Foto de la red |
Es menester sonreír para poder
atravesar la sala inmóvil, nunca usada, adornada con flores de plástico pues,
años atrás, la vieja solterona decidió que eran de “clase” … Por si llega algún
vecino, algún amigo o amiga, o la hermana trae a alguien. Hoy puedes entender
que esas flores patéticas también están dedicadas a ti.
La madre de las solteronas
intenta incorporarse, te apresuras a inclinar tu espinazo sobre su sillón,
antes de verla desfigurarse en el esfuerzo. Además, entiendes que es mejor que
las cosas sigan como están, inmóviles, estáticas… de lo contrario ese magna
difuso se bambolea sobre tu cabeza y sacude tu conciencia como una marea
súbita.
La segunda hija te saluda como si
estuviera feliz, tal vez lo está, en el fondo de su memoria, sobretodo, está
nerviosa ante el movimiento de la atmósfera que se vive en la casa.
Ya has saludado y lo que quieres
es salir. Te hacen esperar y contarle a la madre qué haces o quién eres que es
casi lo mismo en este caso, explicarle que no has venido a robarles nada, que
no has entrado a perturbar, que te irás como has llegado… bueno, al menos eso
crees…
La amabilidad se extiende y la
solterona primera llega con una fuente de quesos y otras atenciones, detrás de
su sonrisa cincelada, hay una mueca de sacrificio y molestia en cada gesto.
Aquí tienes olivas… lo siento, están rellenas de sardinas y soy vegetariana…
solo un poquito… no, le agradezco, es que no me apetece…
Tu primer defecto se hace
presente, no eres como ellas. Nunca podrás formar parte de esa manada
minúscula, eres de otra… y para corroborarlo te harán preguntas a ver en que
más difieres, en que más fallas. Los limites son estrechos, por lo cual
seguramente encontrarán muy pronto donde la pifias… es tan fácil…

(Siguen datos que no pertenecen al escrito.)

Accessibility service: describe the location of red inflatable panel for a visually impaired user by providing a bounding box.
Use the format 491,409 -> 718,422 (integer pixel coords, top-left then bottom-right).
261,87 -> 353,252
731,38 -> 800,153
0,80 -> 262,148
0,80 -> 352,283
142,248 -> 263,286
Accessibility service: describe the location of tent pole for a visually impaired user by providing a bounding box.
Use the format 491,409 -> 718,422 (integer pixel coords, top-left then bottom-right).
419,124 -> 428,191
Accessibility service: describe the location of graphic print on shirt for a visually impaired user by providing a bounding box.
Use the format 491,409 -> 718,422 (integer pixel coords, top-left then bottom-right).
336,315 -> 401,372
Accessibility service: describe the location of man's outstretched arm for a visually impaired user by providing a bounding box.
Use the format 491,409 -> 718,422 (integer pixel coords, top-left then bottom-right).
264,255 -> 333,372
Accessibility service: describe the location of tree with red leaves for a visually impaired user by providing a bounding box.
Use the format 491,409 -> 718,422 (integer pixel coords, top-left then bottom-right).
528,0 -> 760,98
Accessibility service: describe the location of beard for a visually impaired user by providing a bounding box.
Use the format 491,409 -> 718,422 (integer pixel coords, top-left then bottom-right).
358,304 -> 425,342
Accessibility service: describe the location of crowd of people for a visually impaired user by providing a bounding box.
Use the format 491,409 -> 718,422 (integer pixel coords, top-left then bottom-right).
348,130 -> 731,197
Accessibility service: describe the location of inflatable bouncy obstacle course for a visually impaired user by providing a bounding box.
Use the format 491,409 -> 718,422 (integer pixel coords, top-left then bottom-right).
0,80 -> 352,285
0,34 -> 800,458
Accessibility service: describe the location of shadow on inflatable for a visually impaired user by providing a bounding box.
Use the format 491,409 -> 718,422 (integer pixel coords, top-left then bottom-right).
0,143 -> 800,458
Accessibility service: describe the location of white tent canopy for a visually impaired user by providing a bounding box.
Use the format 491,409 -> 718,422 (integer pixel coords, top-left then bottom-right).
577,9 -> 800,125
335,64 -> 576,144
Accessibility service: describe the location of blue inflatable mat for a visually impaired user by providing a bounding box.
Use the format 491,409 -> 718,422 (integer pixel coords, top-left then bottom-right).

Algo intangible, algo pesadamente invisible
aplasta tu cerebro… no es malo, es incorpóreo… ese silencio que se oye en otro
lugar que no son tus oídos… pesa, se enrosca en tu voluntad… tiende a ahogarte
solo un poco, y se expande para dejarte respirar… sabes que volverá… transpiras
un poco… no puedes definir qué es ni cómo te sientes.
Para peor, el vino te marea más
de lo normal. Sonríe, afirma con la cabeza y sonríe, te ordena tu madre
interior. Gracias, dices y sonríes como tonta.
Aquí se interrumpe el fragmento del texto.